Is there a general identity for the infinite radicals; $$f(n)=\sqrt{n^{0}+\sqrt{n^{1}+\sqrt{n^{2}+\sqrt{n^{3}+...}}}}$$
For $n=0,1,4$ we get $f(n)=1,φ,2$ respectively (If you allow that $0^0=1)$ but will there be any other value of $n$ such that $f(n)∈ \mathbb{Z}$ or even has a closed-form expression? This is actually such an interesting nested radical, that I was unable to even find a good proof for $f(4)=2$. Most of them were reverse-engineering the radical and showing but not proving.
So is there a closed form expression for this as general or even for any other value of $m$ I missed out?
A C++ code for computing this can be given as;
#include <iostream>
#include <math.h>
using namespace std;
long double seq( unsigned long, long double, unsigned long = 0 );
int main() {
unsigned long m = 0; long double n;
cout << "Enter integer r: ";
cin >> m; cout << "Enter n: ";
cin >> n; cout << seq( m, n); return 0;
}
long double seq( unsigned long m, long double n, unsigned long i) {
return sqrt( pow(n,i)+(i==m?0:seq(m,n,i+1)) );
}
Where input $r$ means how many times you need to continue the radicals, and $n$ will be the number you want to put in.
Edit;
Maybe a trivial finding, but I also got that
$$f(n)=\sqrt{1+n^{\delta(1)}\sqrt{1+n^{\delta(2)}\sqrt{1+n^{\delta(3)}\sqrt{1+...}}}}$$
Where,
$$\delta(x)=(1-x)+\frac{1}{2x}$$
You are studying the limit of nested radicals of the form
$$a_{k} = \sqrt {x^0 + \sqrt{x^1+\cdots +\sqrt{x^k}}}$$
There is a theorem by Herschfeld (On infinite radicals, 1935) that shows $a_k$ converges if and only if the sequence
$$F_k := (x^k)^{1/2^k} = x^{k/2^k}$$
is bounded.

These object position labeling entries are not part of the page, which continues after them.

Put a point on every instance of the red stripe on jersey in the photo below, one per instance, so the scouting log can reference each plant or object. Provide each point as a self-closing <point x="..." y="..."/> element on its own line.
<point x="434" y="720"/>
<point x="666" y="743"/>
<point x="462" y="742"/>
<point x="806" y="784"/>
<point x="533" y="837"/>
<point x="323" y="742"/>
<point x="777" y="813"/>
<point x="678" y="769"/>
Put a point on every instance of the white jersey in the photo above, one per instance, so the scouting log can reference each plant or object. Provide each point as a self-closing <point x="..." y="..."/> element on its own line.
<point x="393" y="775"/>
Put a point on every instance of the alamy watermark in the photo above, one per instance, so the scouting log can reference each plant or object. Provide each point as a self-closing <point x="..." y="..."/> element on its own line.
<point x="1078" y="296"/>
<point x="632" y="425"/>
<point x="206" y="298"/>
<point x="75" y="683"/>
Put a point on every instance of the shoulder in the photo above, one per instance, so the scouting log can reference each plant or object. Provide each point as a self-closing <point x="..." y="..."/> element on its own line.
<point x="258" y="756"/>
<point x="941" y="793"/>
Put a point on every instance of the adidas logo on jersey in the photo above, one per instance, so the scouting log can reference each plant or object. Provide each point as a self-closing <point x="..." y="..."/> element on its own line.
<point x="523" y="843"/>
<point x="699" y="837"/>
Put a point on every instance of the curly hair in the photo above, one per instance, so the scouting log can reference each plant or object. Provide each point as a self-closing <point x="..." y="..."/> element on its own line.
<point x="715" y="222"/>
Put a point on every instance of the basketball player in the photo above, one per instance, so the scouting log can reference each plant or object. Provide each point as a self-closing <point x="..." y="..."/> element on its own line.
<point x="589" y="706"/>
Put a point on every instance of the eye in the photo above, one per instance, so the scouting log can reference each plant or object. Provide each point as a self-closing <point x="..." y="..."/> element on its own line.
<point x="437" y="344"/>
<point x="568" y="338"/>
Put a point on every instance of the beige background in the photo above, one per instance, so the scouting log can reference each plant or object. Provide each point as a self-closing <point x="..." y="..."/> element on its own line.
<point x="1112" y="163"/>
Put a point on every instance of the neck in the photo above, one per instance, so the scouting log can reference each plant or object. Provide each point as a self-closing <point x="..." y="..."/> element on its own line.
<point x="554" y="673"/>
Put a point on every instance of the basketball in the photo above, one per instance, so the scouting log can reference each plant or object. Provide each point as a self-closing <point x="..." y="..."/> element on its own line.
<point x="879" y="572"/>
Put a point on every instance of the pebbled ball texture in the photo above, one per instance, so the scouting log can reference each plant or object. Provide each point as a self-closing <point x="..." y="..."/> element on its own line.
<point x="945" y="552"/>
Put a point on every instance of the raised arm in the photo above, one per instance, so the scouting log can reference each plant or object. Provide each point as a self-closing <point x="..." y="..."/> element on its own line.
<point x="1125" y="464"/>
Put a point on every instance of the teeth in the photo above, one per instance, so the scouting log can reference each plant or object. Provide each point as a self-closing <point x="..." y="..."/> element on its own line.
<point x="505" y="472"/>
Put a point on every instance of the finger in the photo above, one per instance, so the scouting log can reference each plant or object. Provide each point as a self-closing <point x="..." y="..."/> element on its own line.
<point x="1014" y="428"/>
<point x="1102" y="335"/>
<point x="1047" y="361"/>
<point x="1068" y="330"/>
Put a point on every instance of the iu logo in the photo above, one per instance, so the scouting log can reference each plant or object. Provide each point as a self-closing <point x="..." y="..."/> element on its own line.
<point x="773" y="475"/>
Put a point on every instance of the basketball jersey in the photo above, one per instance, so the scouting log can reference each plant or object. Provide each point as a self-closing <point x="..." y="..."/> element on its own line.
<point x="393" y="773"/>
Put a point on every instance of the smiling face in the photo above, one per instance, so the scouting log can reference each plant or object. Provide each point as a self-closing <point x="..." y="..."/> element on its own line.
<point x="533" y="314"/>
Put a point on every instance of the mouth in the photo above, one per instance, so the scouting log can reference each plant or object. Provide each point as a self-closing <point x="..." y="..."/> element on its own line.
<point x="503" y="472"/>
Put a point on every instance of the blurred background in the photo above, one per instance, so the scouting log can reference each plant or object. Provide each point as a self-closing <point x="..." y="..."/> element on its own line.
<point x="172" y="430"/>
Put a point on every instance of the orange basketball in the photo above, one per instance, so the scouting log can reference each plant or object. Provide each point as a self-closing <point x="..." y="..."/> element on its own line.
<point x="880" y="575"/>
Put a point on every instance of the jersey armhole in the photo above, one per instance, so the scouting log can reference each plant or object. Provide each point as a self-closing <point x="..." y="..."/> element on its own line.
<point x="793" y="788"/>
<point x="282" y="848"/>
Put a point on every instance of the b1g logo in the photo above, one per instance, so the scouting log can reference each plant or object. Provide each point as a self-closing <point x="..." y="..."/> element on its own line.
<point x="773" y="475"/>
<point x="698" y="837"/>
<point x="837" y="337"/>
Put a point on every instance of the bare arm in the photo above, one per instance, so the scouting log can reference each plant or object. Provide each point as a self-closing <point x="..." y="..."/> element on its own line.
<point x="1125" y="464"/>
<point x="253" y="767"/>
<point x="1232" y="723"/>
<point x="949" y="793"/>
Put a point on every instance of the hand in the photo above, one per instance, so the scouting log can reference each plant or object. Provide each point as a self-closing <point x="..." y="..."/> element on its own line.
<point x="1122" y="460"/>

This happens for every $x\in \mathbb{N}$.
In the article by Herschfeld there are several results on nested radicals (including the case for $x=n^2$ which comprises your request $x=4$) of this form but also of the "left-hand" form
$$u_k = \sqrt{a_k + \sqrt{a_{k-1}+\ldots +\sqrt{a_0}}}$$
of which the author is able to calculate the general limit in terms of the limit of sequence $\{a_k\}$.